De même, ce sont les institutions qui rendent le monde viable, et toutes les institutions sont en un certain sens des médiations entre nous et nos désirs. Dans le domaine économique, il s’agit de l’argent. L’argent est fascinant parce qu’il est à la fois un moyen d’accès aux objets convoités (lorsque nous en avons) et un obstacle dans l’appropriation de ces mêmes objets (lorsque nous en manquons), il est une médiation nécessaire à la réalisation de nos désirs matériels les plus immédiats mais aussi un moyen de mettre ceux-ci à distance, de différer leur accomplissement. Dans le domaine politique, il s’agit des élus. Ce sont eux qui, serait-ce en notre nom et avec notre consentement, décident à notre place, et à ce titre ils nous donnent ou nous barrent l’accès au bien commun, selon le jugement que nous portons sur la qualité de leur action. Ségolène Royale semble rêver d’une politique sans élu comme d’autres ont pu rêver d’un monde sans argent. Mais dans les deux cas, il s’agit d’illusions dangereuses.
Au moment des campagnes électorales le peuple se réapproprie le pouvoir qu’il délègue le reste du temps aux élus. Le nouveau slogan de Ségolène Royal fait comme s’il était possible d’abolir cette délégation et de permettre au peuple entier de conserver l’exercice du pouvoir après l’élection : «la France présidente ». Au mieux, il s’agit d’un pieux mensonge, au pire du symptôme d’une complaisance à l’égard d’un ressentiment profond de notre pays à l’encontre de ses institutions et de ceux qui les incarnent qui ne laisse rien présager de bon.

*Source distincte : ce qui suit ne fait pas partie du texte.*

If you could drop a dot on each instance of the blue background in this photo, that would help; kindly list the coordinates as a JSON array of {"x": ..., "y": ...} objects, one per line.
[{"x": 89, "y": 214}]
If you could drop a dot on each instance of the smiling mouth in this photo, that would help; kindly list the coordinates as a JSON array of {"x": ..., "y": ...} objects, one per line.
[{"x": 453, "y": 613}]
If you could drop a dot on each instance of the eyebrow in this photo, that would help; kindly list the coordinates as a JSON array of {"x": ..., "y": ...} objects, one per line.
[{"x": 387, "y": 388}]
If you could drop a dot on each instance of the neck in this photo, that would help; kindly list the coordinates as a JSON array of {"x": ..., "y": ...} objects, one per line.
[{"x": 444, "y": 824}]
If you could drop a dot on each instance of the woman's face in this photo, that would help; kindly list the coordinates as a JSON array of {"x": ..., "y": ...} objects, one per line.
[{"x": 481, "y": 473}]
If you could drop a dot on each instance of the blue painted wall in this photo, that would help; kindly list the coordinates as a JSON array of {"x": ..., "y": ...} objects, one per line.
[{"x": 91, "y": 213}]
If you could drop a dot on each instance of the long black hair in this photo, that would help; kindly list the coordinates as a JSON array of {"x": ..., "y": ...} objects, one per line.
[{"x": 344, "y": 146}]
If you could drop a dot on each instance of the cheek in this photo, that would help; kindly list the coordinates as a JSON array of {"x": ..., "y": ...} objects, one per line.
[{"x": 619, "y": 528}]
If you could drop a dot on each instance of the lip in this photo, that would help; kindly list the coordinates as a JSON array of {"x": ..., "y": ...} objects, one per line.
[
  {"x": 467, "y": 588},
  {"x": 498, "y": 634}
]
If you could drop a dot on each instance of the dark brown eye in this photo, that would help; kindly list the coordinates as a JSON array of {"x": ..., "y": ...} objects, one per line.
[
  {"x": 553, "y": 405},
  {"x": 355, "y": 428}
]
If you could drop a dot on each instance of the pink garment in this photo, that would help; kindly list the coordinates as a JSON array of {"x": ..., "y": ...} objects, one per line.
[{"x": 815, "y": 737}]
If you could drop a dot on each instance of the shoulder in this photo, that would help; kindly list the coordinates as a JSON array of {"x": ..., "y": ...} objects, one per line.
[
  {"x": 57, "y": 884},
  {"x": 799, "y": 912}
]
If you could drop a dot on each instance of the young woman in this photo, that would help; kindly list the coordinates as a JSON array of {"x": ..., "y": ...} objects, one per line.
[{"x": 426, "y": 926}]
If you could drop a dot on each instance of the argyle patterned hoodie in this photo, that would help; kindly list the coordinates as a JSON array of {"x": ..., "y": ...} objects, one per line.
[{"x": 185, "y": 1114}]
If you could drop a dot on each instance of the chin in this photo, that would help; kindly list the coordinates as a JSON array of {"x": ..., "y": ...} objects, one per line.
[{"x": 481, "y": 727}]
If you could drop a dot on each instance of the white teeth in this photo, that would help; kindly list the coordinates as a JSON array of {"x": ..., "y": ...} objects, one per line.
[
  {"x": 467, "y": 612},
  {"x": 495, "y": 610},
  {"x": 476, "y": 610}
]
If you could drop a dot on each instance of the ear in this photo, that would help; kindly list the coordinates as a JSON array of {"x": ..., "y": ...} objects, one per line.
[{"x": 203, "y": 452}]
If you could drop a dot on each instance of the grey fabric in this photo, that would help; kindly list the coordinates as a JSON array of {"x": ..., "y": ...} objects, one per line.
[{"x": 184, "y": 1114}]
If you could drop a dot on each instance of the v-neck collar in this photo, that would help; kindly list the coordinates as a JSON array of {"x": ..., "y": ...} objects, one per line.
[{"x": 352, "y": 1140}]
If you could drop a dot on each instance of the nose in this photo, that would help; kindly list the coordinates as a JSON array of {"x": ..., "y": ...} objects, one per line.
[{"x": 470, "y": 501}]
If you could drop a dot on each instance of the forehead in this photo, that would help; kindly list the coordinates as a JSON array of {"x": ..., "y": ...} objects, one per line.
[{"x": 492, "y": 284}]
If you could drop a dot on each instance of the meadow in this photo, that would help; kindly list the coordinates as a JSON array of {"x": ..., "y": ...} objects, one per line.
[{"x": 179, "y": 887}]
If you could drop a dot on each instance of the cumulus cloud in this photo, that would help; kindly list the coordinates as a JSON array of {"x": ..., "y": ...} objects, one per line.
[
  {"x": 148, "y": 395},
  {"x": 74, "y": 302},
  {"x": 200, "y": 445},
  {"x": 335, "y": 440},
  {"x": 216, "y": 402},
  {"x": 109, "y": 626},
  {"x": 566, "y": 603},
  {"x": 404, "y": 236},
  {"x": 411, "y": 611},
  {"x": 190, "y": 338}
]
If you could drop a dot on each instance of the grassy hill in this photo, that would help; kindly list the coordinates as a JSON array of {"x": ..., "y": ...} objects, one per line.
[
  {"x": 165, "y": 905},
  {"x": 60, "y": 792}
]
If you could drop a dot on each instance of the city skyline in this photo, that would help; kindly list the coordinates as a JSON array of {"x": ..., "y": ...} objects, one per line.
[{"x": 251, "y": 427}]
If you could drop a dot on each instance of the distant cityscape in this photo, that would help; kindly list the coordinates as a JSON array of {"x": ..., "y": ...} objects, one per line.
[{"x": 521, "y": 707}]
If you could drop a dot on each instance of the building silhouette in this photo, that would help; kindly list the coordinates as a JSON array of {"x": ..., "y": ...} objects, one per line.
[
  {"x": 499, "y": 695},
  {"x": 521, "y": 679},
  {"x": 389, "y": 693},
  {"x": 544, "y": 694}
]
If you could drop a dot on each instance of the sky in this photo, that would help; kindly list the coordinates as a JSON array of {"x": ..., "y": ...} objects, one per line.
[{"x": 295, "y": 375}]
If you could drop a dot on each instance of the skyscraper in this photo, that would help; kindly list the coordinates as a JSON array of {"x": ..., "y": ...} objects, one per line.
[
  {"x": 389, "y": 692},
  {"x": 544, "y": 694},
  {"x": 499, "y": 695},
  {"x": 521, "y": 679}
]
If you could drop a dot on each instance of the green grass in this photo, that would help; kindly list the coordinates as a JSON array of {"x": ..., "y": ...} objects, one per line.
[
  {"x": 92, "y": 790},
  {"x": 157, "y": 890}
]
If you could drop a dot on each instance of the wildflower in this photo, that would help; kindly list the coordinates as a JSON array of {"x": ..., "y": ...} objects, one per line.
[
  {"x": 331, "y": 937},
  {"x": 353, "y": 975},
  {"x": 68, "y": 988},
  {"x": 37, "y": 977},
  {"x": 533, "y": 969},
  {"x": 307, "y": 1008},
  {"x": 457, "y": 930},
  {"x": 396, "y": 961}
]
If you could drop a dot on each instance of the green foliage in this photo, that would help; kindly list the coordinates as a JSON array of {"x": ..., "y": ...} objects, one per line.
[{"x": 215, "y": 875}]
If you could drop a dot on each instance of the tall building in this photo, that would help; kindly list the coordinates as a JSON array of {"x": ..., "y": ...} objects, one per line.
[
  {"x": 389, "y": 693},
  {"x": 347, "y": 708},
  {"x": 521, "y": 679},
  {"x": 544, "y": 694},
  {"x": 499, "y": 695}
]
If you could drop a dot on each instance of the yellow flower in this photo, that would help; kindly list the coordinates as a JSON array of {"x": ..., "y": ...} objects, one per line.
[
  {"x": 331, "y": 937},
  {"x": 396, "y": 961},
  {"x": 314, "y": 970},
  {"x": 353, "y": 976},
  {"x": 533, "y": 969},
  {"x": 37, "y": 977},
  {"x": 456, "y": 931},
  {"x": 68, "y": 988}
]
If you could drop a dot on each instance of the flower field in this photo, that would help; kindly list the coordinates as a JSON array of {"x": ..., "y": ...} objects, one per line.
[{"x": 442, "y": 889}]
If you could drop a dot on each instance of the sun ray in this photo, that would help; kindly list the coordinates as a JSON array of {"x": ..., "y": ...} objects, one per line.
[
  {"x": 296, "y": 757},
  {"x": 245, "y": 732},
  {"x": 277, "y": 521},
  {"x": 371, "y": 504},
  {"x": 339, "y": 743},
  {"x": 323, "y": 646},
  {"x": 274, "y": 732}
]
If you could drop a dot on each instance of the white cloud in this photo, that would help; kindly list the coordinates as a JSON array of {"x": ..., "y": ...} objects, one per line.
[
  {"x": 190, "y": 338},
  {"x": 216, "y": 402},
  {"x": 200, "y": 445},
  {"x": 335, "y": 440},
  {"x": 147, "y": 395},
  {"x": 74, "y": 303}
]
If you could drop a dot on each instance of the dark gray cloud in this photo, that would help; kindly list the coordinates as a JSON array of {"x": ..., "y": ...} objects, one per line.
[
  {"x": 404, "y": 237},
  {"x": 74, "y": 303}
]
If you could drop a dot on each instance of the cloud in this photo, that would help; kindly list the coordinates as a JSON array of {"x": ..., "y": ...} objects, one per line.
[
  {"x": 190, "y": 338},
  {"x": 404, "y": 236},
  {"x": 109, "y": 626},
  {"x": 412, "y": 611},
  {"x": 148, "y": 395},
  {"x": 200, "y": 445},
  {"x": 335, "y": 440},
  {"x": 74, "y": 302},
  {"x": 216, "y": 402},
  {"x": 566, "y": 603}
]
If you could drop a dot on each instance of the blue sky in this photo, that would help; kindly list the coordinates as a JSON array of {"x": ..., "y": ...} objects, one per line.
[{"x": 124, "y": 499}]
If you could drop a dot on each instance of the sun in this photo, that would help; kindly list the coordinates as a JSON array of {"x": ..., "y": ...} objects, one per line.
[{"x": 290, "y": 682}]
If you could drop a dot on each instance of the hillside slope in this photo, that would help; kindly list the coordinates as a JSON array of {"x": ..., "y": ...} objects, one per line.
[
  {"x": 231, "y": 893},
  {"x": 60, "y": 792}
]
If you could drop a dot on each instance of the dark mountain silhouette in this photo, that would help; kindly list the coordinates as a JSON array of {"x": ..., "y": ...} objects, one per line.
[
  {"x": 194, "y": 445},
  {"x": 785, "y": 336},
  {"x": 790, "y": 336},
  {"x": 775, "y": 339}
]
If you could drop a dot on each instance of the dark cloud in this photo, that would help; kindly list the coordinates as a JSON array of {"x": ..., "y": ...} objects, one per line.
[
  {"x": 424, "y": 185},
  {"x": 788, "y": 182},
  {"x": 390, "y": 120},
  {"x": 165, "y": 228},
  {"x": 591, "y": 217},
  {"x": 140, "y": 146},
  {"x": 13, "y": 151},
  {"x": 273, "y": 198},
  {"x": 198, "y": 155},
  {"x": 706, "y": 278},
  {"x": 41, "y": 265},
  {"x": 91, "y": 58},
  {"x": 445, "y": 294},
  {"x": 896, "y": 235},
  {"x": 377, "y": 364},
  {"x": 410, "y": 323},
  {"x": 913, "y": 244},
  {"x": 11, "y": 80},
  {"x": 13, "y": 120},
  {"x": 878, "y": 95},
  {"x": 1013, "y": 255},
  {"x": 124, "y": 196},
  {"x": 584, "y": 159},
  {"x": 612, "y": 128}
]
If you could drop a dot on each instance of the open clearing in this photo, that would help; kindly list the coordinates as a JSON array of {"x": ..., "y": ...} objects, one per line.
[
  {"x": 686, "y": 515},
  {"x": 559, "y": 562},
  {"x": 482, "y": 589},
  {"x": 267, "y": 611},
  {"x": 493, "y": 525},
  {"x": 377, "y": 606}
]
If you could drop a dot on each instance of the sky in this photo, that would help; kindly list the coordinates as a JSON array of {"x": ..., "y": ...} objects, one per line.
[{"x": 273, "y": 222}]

Mais s’il ne s’agissait que d’un slogan il n’y aurait guère à s’inquiéter. Cependant, les jurys citoyens ou la démocratie participative ressortissent de même à une conception de la politique qui manifeste son impatience à l’égard de toutes les médiations. A cet égard, la photographie qu’utilise aujourd’hui Ségolène Royale sur ses tracts est remarquable. Sa chevelure ne se distingue pas du fond de l’image et l’on passe ainsi sans solution de continuité à son visage comme dans l’indistinction des origines le corps de la mère et celui de l’enfant ne font qu’un. La civilisation se constitue par le recours à des médiateurs. Le premier d’entre eux est bien sûr le père qui met à distance le désir de l’enfant tout en lui donnant une forme. A l’attachement primordial d’un enfant pour sa mère succède idéalement le désir objectal (adulte), informé par le désir du père. Ségolène Royal met en scène au plan politique cette sortie du monde « patriarcal » de la médiation. Mais sans médiation la France perdra sa substance, et agiter des drapeaux tricolores n’y changera rien. La France n’a pas de réalité tangible en dehors de ses institutions. Depuis les origines, l’Eglise, la royauté, la république ont médiatisé le rapport du peuple à lui-même, et lui ont ainsi épargné le double écueil de la tautologie et du narcissisme. Autrement dit ce sont ces institutions qui ont donné une forme, évolutive au cours de l’histoire, à notre pays.
On doit donc douter que la sortie du monde de la médiation soit une avancée. Il s’agit bien plutôt d’un régression de la civilisation au stade infantile, dont le moindre mal serait qu’elle ne soit que rhétorique.